2. Your goals. For example:
  • You may want to save the down payment to buy a home — or pay off your mortgage.
  • You will need to save for retirement.
  • You may want to save for your children’s education.
  • You may want to have extra money to cover unexpected costs — like car repairs or health problems.
  • You may enjoy taking vacations and having other luxuries that cost money.
The best way to decide how much to save is by having a financial plan for the future. Budgeting and managing your money can help you save more right now so you move faster toward your financial goals.
What kind of return should I expect on my savings?
Some kinds of savings and investments are very safe. There is very little or no risk you will lose money. But your money often grows more slowly. For example, savings in a bank account may grow only two or three percent yearly.
Other kinds of investments are higher risk.

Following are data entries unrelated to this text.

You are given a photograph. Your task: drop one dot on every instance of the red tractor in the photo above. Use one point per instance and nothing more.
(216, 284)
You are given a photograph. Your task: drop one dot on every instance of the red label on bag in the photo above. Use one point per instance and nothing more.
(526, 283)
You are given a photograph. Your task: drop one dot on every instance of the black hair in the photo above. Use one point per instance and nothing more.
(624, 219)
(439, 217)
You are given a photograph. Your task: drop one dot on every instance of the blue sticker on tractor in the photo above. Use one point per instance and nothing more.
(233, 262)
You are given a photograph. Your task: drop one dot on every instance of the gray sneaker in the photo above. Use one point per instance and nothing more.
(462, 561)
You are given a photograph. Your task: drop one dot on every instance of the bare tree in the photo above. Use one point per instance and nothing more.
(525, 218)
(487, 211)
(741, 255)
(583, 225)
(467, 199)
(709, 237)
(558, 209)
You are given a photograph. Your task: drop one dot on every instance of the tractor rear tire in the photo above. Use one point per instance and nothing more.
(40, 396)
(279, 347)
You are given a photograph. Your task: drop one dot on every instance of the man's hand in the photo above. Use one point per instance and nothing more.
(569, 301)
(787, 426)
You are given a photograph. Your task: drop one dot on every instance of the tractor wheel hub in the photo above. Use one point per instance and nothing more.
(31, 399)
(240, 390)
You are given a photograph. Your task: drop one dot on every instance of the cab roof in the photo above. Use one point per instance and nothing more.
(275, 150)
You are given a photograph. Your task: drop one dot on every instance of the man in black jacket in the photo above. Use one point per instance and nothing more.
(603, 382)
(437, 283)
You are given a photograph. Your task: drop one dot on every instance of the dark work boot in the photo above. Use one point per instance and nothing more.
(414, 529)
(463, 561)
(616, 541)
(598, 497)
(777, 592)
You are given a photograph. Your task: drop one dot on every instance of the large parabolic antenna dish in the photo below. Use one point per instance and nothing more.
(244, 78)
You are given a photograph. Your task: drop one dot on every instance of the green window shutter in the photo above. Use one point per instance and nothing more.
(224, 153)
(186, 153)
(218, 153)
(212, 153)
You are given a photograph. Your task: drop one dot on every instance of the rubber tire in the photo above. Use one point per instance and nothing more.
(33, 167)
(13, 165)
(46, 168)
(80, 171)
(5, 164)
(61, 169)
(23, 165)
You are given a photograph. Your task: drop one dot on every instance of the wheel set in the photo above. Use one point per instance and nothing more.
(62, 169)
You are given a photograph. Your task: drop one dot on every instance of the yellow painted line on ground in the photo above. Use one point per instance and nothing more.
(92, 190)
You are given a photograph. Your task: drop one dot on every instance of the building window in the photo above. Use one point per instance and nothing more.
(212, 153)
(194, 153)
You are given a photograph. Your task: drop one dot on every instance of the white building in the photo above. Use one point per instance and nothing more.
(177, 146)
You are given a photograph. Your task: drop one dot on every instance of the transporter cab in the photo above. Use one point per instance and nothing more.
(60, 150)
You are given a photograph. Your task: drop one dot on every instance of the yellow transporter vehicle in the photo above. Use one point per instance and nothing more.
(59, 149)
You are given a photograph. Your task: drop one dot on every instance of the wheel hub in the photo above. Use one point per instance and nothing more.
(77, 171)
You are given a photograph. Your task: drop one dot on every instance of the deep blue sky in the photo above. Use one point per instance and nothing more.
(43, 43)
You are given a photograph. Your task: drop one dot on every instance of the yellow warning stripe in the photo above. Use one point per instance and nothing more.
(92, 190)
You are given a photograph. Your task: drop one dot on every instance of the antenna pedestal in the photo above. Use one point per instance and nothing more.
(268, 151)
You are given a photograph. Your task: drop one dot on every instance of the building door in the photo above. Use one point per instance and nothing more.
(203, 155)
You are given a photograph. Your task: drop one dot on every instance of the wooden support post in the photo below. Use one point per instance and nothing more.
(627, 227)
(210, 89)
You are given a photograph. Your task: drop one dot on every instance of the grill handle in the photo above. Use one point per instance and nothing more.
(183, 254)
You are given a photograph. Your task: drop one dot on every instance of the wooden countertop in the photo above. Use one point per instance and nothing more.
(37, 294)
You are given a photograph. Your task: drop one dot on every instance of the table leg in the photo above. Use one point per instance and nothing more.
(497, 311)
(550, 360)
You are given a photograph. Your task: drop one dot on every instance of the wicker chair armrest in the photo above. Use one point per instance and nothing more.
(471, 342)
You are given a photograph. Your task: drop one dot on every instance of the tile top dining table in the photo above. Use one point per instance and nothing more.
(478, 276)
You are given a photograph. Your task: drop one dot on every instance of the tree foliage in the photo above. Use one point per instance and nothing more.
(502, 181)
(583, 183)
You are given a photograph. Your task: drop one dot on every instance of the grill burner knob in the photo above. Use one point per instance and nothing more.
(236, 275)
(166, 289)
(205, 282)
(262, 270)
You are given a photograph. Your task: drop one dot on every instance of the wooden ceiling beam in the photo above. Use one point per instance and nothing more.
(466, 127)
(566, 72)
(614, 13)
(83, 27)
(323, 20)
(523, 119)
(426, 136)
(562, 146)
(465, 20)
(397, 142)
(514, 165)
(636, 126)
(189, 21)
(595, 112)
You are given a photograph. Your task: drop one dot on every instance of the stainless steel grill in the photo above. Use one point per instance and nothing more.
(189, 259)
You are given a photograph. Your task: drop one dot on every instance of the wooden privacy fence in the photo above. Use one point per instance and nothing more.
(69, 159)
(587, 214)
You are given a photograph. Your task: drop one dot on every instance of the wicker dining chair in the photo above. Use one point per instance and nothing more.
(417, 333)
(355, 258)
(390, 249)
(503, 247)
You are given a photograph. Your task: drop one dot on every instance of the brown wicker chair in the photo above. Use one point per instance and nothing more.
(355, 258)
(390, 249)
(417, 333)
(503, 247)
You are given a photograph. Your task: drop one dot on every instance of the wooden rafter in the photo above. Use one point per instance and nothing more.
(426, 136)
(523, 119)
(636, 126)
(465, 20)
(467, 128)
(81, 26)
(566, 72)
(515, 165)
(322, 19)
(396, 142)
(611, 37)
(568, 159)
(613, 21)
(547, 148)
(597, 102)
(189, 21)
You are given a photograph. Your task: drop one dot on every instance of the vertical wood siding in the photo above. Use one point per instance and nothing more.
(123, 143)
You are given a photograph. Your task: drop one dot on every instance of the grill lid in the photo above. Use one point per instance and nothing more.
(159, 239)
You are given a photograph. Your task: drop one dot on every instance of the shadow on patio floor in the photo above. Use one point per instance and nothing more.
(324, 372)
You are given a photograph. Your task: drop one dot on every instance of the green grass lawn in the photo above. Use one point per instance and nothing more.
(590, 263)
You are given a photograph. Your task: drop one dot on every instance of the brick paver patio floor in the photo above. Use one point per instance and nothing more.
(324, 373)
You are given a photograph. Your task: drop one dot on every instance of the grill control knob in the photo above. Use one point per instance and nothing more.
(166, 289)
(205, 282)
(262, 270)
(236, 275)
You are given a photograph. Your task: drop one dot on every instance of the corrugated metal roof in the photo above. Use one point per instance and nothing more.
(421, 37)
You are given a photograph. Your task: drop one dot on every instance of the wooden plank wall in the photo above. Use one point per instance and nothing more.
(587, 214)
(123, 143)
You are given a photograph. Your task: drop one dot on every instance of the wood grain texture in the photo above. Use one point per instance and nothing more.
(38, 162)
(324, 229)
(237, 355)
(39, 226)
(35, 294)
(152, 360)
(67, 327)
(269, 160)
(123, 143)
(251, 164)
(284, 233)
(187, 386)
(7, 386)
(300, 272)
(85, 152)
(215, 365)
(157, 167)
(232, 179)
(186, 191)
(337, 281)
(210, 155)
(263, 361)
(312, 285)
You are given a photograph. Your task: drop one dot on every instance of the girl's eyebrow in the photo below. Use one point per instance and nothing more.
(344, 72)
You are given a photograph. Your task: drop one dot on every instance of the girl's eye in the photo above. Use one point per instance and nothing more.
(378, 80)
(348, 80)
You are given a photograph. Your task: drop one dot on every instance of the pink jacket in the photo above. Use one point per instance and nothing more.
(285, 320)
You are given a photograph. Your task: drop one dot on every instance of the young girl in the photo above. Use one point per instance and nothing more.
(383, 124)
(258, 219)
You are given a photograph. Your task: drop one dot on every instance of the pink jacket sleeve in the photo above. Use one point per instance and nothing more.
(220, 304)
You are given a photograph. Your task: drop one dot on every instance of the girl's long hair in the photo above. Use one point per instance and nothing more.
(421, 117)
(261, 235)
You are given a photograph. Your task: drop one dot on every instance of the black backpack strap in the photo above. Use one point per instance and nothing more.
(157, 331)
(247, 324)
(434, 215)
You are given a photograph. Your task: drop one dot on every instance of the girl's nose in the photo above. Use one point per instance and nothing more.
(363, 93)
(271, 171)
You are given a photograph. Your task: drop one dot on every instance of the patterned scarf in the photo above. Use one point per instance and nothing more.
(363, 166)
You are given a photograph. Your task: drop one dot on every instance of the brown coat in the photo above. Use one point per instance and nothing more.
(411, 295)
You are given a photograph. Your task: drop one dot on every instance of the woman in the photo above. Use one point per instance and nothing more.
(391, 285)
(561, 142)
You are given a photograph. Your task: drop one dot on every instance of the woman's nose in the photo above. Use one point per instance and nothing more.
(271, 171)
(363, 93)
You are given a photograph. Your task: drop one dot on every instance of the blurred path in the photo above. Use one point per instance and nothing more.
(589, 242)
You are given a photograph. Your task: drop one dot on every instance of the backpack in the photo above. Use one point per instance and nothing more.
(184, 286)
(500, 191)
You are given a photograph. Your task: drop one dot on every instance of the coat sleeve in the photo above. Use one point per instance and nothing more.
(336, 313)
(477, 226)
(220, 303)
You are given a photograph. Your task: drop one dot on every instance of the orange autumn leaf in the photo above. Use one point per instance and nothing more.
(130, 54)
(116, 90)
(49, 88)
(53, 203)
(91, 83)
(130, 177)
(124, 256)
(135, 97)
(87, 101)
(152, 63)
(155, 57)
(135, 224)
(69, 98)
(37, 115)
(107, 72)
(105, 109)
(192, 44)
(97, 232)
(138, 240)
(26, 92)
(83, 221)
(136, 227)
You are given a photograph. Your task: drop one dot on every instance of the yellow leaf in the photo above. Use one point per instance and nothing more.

They may grow your money faster — but only if the investment works out. Just remember you could also lose money if it doesn’t. And you don’t know for sure how it will turn out.
Lower risk investments include:
  • Savings accounts
  • Guaranteed Investment Certificates (GICs)
  • Canada Savings Bonds
Higher risk investments include:
  • Stocks
  • Mutual Funds
  • Exchange-Traded Funds (ETFs)
What is the rule of 72?
There is a simple formula called the “Rule of 72” you can use to calculate how fast your money will grow. You just take the interest rate you are earning, and divide it into 72. That’s how long it will take for your money to double. For example, 6 x 12 is 72. At 6% your money would double in 12 years. At 12%, your money would double in six years.
How can time affect my savings decisions?
You may not need the money you are saving for retirement for a very long time. You may need the money you save to buy a car, or a house next year. So before you invest, you need to think about when you may need the money. The next two questions in this FAQ will give you some examples of short-term and longer-term investments.
Click here to learn more about different kinds of investments. A financial plan will help you decide on your goals and what kinds of investments to make for the short term and the long term.
Where can I put savings for the short-term?
A savings account may be a good way to save for a vacation, or a new stereo you plan to pay for three months from now. It is also a good idea to have some savings that you can get right away, in case you ever need money fast. And for things you may need a year or two from now, consider Guaranteed Investment Certificates (GICs). Sometimes GICs pay higher interest than a savings account.
Where can I invest money I don’t need soon?
If you don’t need your money or a few years, you have many investment choices. For instance, to avoid losing money, you may look at buying some type of bonds or Canada Savings Bonds. If you are comfortable with more risk, you may want to invest in the stock market. Many people put some of their long-term savings in mutual funds, Exchange Traded Funds (ETFs), or stocks.
Just remember: there may be fees or other costs if you take money out of mutual funds, savings bonds, and other investments. So it is always wise to have some savings you can easily get if you need money right away.
How can savings plans help me save money?
The most important thing about saving is to have a plan and stick to it. Money grows over time, so it is important to start early and save regularly. But many people find it hard to save every week or every month. That’s where a savings plan can help.
A savings plan makes your savings “automatic.” That way, you are saving every month without having to think about it and without having to do anything. For example:
  • Your employer may offer a savings plan at work. You can arrange to take money from your pay and put it into investments — before you can spend it.
  • Your bank or other financial institution may also set up a plan for you. It will automatically take money out of your bank account every month and invest it for you.
If you think a savings plan is right for you, ask your employer or your financial institution about what kinds of plans they may have to offer.